Memorial to hard-hit Iraq Marines coming to town


How to go

What: The Lima Company Memorial: The Eyes of Freedom

When: 10 a.m. to 3 p.m. Saturday, 9 a.m. to 3 p.m. Sunday

Where: Springfield-Beckley Municipal Airport terminal

Cost: Free

It’s easy to see the fallen sons and brothers of any era in the life-sized paintings that make up the Lima Company Memorial of 25 Marines and one Navy corpsman killed in Iraq.

Mike Strahle sees his friends.

Strahle was a member of Lima Company during a 2005 deployment to Iraq, when the Columbus-based Marine Reserve unit lost 23 men in a seven-month period.

The 28-year-old Columbus resident is now director of the traveling memorial that will visit the terminal at the Springfield-Beckley Municipal Airport on Saturday and Sunday.

“No matter what your opinion on the war, everyone seems to have a universally powerful reaction to the paintings,” Strahle said.

For a year now, Strahle has traveled from venue to venue with the memorial — something that has helped him make peace with what happened.

“It seems like the deployment was one big massacre,” he said.

In reality, he explained, it was “a very successful deployment with three very bad days.”
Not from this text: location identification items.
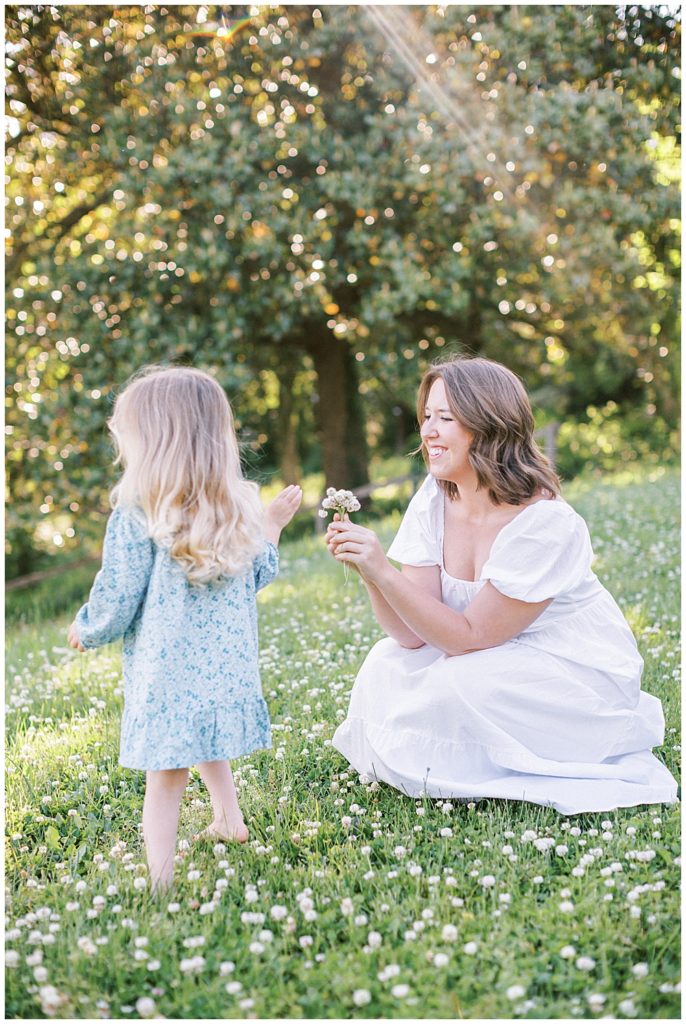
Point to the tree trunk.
(342, 428)
(288, 426)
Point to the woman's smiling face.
(445, 440)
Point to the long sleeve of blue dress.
(265, 566)
(120, 587)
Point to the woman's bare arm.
(490, 620)
(423, 579)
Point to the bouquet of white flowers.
(341, 502)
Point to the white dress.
(555, 717)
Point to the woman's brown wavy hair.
(491, 403)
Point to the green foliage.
(319, 834)
(312, 218)
(607, 438)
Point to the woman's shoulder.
(428, 494)
(552, 517)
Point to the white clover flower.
(145, 1007)
(596, 1001)
(51, 999)
(339, 501)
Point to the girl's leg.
(164, 791)
(227, 821)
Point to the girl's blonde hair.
(174, 434)
(491, 403)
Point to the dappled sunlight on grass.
(433, 908)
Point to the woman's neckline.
(495, 541)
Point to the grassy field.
(349, 900)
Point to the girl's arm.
(276, 515)
(489, 621)
(280, 512)
(119, 587)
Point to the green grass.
(87, 943)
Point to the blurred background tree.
(313, 205)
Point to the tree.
(332, 201)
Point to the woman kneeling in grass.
(508, 671)
(186, 548)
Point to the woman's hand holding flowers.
(350, 543)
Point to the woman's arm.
(425, 579)
(489, 621)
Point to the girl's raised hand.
(280, 512)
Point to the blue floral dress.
(191, 685)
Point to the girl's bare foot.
(219, 833)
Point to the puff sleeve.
(419, 540)
(265, 566)
(120, 586)
(544, 553)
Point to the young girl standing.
(186, 549)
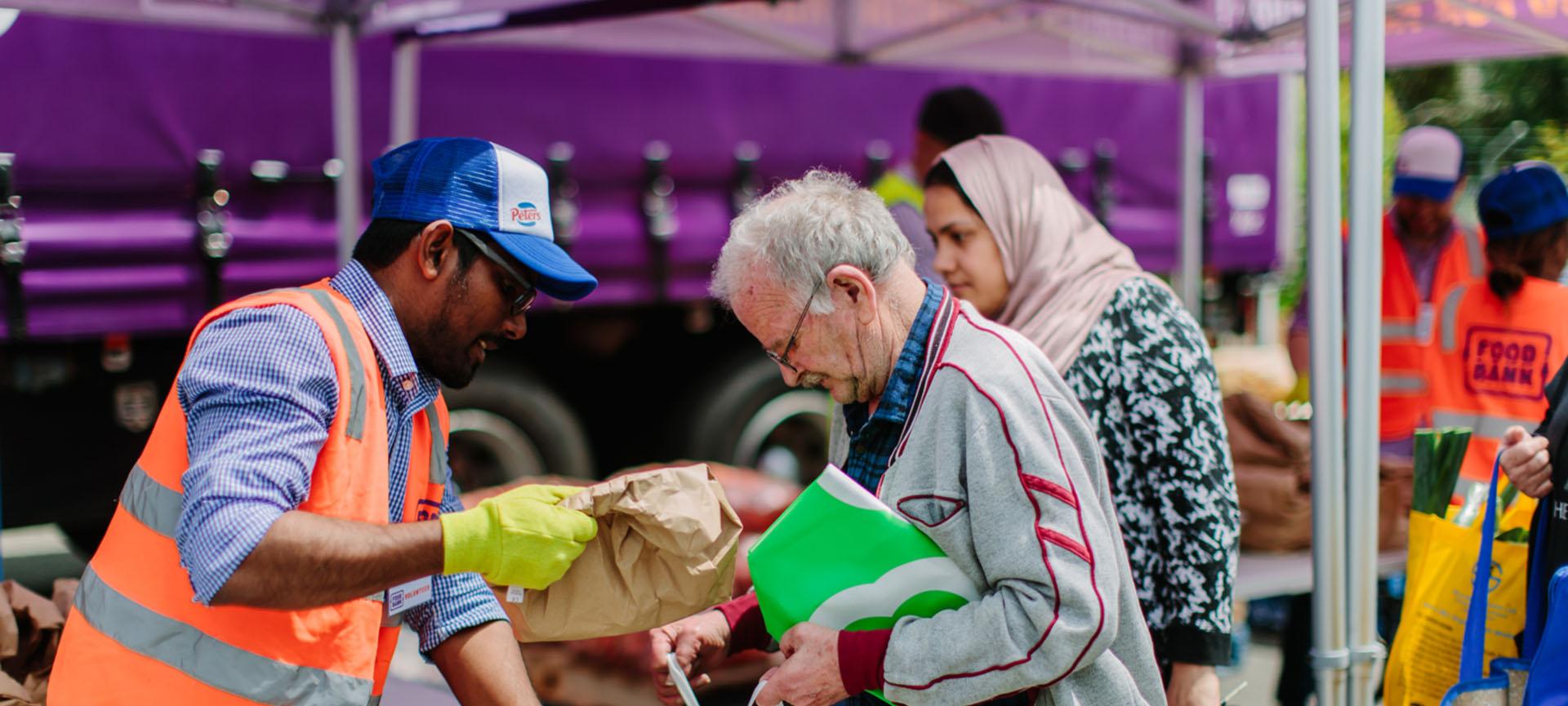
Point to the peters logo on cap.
(1429, 163)
(480, 187)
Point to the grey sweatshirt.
(1000, 468)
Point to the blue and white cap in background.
(1429, 163)
(480, 187)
One of those bad days was May 11, 2005. Strahle was one of 14 Marines riding in an amphibious assault vehicle near the Syrian border when they were rocked by a roadside bomb.

Six were killed.

Strahle survived, but with widespread shrapnel wounds.
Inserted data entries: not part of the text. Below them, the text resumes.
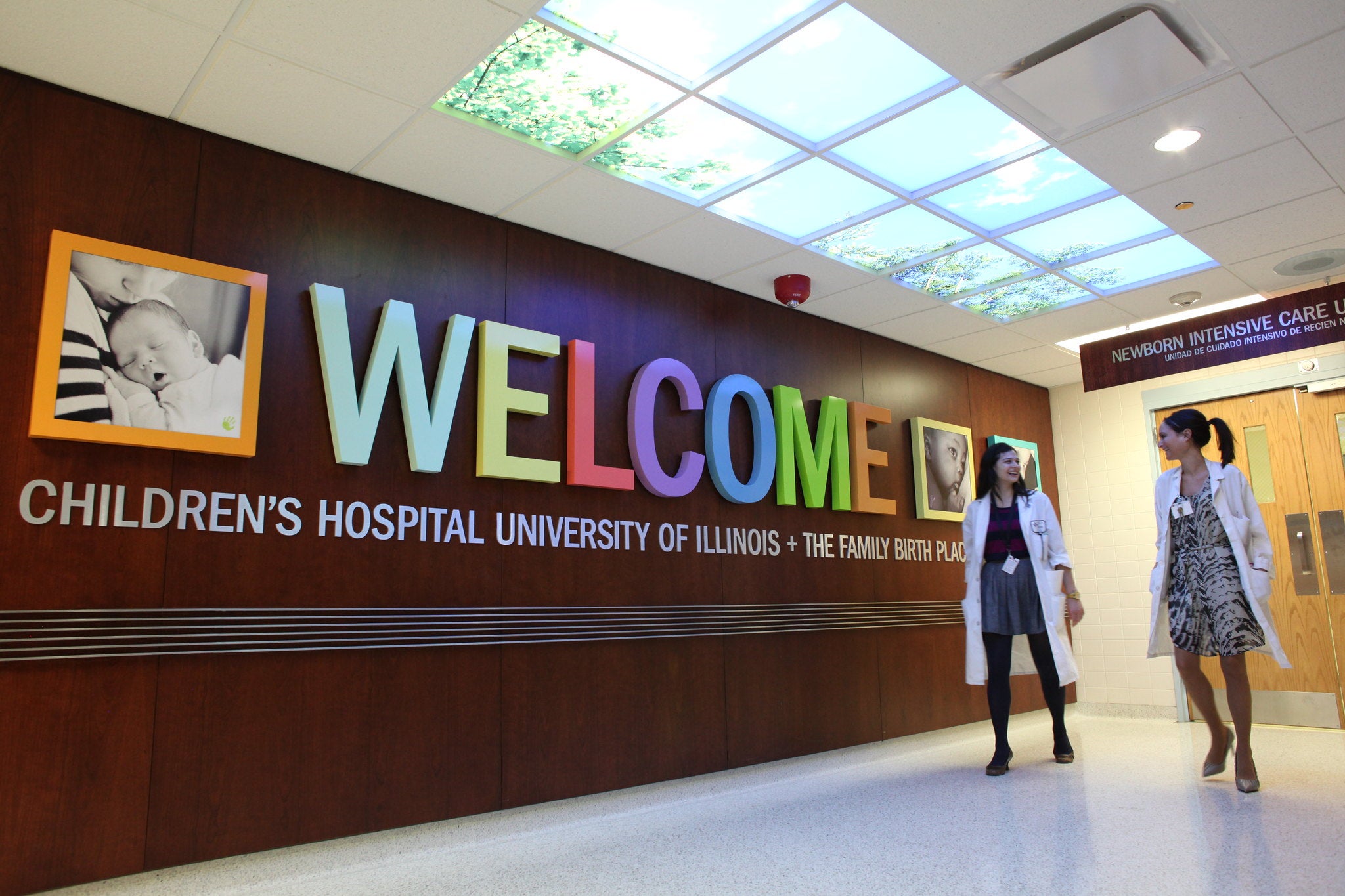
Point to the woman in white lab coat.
(1015, 550)
(1212, 582)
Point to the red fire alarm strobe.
(793, 289)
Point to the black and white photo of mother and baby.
(152, 349)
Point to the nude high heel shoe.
(1215, 767)
(1246, 785)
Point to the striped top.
(81, 383)
(1003, 535)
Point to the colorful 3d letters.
(785, 450)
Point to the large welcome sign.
(1285, 324)
(782, 441)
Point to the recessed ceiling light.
(1178, 140)
(1319, 263)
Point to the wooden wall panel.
(74, 779)
(92, 168)
(271, 750)
(585, 717)
(822, 359)
(795, 694)
(74, 738)
(914, 383)
(301, 223)
(923, 676)
(194, 758)
(632, 313)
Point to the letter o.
(718, 454)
Another roadside bomb, on Aug. 3, 2005, killed another 14, he said.

The others were lost to small arms fire.

“We weren’t able to stop and mourn until the mission was done,” he said.

Back in Ohio, Westerville artist Anita Miller set out to memorialize the fallen Marines, later adding three additional Marines to the memorial called “The Eyes of Freedom.”

With many Lima Company Marines in attendance, the paintings made their public debut in 2008 at the Ohio Statehouse.

“The biggest compliment we can give to Anita is that they were so well done, we didn’t even get close to them,” Strahle said. “I don’t know if it was too soon.”

As he put it, “They might as well be standing right in front of you.”

Springfield resident Alan Banion, a Vietnam veteran, saw the memorial this year in Troy, and thought it would be good to display locally. Next year, the memorial heads to the U.S. Capitol.

“It struck home for us,” Banion said. “We had a nephew killed in Afghanistan three years ago.”

“It brings the reality of war back to you,” he added. “We’re so far away from it nowadays.”